On the other hand, he’s discussed these topics better elsewhere (The Accidental Universe). His encounters with flora and fauna on the island (no people) that start his reveries are rather twee and tenuous. This is apart from the fact that his descriptions of a rather nice, personally-owned retreat on a private island off the coast of Maine put unnecessary distance between Dr. Lightman and the average reader. In the end, it’s a nice book but not one of his best.
Lightman begins in a primordial cave in the south of France in 1979 looking at the drawings of a previous civilization. He shifts to his summer holidays on an island in Maine, America, where, while watching the stars on a small boat at sea, he is overwhelmed by ‘something larger than himself’ – something absolute and immaterial: ‘My body disappeared. And I found myself falling into infinity.’ It was a feeling he had not experienced since viewing the prehistoric drawings in the cave in France.

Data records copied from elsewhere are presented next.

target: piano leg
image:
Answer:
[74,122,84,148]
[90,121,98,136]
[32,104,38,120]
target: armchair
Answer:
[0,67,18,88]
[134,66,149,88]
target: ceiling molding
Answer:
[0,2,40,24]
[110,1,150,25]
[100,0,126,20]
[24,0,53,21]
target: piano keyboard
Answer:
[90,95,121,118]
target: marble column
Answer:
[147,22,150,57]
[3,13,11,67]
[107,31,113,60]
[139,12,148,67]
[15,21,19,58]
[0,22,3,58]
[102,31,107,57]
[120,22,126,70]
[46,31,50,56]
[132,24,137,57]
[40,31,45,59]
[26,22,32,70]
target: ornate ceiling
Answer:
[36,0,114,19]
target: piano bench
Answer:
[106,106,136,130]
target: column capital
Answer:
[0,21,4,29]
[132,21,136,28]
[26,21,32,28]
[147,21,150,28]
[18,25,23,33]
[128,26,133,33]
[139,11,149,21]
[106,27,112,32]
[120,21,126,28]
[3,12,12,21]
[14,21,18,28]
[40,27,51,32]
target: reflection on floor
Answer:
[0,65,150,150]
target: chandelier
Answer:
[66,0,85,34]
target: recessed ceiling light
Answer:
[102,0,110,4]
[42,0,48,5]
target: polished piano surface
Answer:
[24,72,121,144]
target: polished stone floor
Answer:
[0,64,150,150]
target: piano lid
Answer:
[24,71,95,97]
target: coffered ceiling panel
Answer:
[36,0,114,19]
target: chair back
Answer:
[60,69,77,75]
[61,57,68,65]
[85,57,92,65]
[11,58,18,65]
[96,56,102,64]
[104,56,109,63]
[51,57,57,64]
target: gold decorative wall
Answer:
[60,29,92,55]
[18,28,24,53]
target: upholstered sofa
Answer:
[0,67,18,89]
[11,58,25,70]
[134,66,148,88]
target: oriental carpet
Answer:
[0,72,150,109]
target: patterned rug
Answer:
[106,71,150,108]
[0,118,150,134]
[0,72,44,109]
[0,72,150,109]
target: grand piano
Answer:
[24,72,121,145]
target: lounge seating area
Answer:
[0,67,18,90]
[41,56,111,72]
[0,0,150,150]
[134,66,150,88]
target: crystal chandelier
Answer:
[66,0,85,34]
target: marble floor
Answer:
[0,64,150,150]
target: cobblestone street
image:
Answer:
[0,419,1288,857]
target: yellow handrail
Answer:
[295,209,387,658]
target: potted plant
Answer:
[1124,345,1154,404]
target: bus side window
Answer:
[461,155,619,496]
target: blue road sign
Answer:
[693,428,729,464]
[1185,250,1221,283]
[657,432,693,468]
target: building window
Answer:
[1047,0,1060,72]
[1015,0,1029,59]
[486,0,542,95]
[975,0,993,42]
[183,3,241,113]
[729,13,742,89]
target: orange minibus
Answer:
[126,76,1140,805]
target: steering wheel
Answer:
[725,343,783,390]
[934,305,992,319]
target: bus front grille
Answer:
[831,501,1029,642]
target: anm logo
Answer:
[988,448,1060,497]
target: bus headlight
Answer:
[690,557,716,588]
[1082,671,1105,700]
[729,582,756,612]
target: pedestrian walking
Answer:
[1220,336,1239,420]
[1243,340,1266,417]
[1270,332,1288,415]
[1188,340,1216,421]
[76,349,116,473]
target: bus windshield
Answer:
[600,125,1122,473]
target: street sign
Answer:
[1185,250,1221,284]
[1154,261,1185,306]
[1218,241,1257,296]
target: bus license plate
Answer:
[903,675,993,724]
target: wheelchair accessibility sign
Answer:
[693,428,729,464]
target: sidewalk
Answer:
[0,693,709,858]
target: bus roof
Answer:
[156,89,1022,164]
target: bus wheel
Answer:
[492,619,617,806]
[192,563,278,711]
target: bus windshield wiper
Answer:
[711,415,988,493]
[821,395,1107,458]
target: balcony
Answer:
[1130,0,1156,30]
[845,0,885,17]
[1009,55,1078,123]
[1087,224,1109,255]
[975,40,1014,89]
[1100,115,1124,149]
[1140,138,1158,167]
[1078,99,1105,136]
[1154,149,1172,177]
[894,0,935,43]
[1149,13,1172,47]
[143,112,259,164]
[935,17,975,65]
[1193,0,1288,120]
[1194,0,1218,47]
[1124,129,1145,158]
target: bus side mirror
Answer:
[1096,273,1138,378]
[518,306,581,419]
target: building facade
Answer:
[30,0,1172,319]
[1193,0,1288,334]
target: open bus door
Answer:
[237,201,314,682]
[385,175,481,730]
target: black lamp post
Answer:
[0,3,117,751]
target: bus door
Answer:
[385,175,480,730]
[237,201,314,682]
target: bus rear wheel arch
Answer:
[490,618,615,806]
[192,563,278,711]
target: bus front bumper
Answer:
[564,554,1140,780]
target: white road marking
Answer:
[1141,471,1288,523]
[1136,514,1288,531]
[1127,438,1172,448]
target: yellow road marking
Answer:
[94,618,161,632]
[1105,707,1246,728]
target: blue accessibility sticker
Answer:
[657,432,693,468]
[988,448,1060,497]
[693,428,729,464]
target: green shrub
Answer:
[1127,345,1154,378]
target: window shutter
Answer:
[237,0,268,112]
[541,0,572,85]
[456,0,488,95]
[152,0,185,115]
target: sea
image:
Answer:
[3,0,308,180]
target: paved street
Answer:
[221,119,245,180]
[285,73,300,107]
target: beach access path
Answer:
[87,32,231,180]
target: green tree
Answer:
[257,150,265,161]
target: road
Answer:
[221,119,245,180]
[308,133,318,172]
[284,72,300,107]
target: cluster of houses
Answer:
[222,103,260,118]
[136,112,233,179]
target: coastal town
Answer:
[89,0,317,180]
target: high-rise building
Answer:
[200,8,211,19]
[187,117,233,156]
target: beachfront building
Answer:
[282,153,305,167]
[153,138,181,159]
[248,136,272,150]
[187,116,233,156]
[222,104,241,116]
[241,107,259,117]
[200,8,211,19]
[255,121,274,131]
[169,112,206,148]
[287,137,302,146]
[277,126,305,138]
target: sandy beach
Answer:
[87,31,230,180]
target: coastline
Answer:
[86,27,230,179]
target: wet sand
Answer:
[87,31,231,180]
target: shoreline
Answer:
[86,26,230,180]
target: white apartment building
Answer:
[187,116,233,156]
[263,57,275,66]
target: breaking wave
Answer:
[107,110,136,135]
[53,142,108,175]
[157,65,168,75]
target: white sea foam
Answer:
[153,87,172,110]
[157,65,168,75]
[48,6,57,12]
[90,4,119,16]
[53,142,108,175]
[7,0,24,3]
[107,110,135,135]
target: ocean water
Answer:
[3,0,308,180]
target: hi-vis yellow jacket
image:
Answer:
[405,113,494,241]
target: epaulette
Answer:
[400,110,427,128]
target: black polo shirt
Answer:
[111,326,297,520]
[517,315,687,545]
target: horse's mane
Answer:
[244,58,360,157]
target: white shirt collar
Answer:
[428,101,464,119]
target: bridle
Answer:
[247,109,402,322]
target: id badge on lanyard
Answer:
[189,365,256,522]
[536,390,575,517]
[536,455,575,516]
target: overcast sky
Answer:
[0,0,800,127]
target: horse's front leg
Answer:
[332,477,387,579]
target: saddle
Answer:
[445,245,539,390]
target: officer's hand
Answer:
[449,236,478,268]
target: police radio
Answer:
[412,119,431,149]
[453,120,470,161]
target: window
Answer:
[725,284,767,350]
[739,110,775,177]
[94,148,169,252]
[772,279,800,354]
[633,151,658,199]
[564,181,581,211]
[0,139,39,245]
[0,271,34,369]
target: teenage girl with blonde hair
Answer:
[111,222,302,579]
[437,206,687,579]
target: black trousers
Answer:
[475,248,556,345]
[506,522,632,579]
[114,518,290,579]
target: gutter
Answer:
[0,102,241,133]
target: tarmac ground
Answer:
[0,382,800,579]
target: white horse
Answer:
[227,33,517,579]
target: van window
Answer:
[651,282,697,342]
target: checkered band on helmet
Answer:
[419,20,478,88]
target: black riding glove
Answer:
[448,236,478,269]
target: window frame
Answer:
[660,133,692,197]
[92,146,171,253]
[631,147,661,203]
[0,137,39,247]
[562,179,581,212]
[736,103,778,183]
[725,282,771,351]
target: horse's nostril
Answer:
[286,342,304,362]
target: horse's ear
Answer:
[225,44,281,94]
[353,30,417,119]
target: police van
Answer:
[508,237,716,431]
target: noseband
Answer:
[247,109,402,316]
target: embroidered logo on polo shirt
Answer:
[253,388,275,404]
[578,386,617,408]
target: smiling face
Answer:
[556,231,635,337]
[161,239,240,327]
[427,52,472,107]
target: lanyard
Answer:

This is Lightman’s account of his own search for meaning outside of his scientific mind of logic and reason. The physicist’s view is that nothing is fixed, all is in flux, nothing persists, nothing lasts. He finds a need to think about life beyond the material world. ‘The stars in the sky, the most striking icons of immortality and permanence, will one day expire and die … The material of the doomed stars and the material of my doomed body are actually the same material. Literally the same atoms.’
Lightman writes of scientists from 16th century astronomer and mathematician Galileo Galilei, atoms and ants, space and infinity, physics and cosmology, transition and transcendence, life and laws, dynamics and doctrines, motion and mortality, certainty and centeredness, origins and immortality. Of certainty, Lightman writes: ‘Certainty, like permanence and immortality, is one of those conditions we long for despite a great deal of evidence to the contrary. Certainty often confers control. And we badly want control in this strange cosmos we find ourselves in.’
Lightman ends by wondering whether the term Universe should be Multiverse. He also wonders what it means to be human in the year 2017 and where humans are headed in the future in a world of technological advances (‘from Homo sapiens to Homo techno’). And what do we call ‘natural’ and ‘unnatural’?
This interesting personal mental exploration is about the duality of beliefs – realism and idealism, certainties and ambiguities, physical and spiritual – and the journey of contrasts and contradictions. This is about the moment and the meaning – and the meaning of the moment.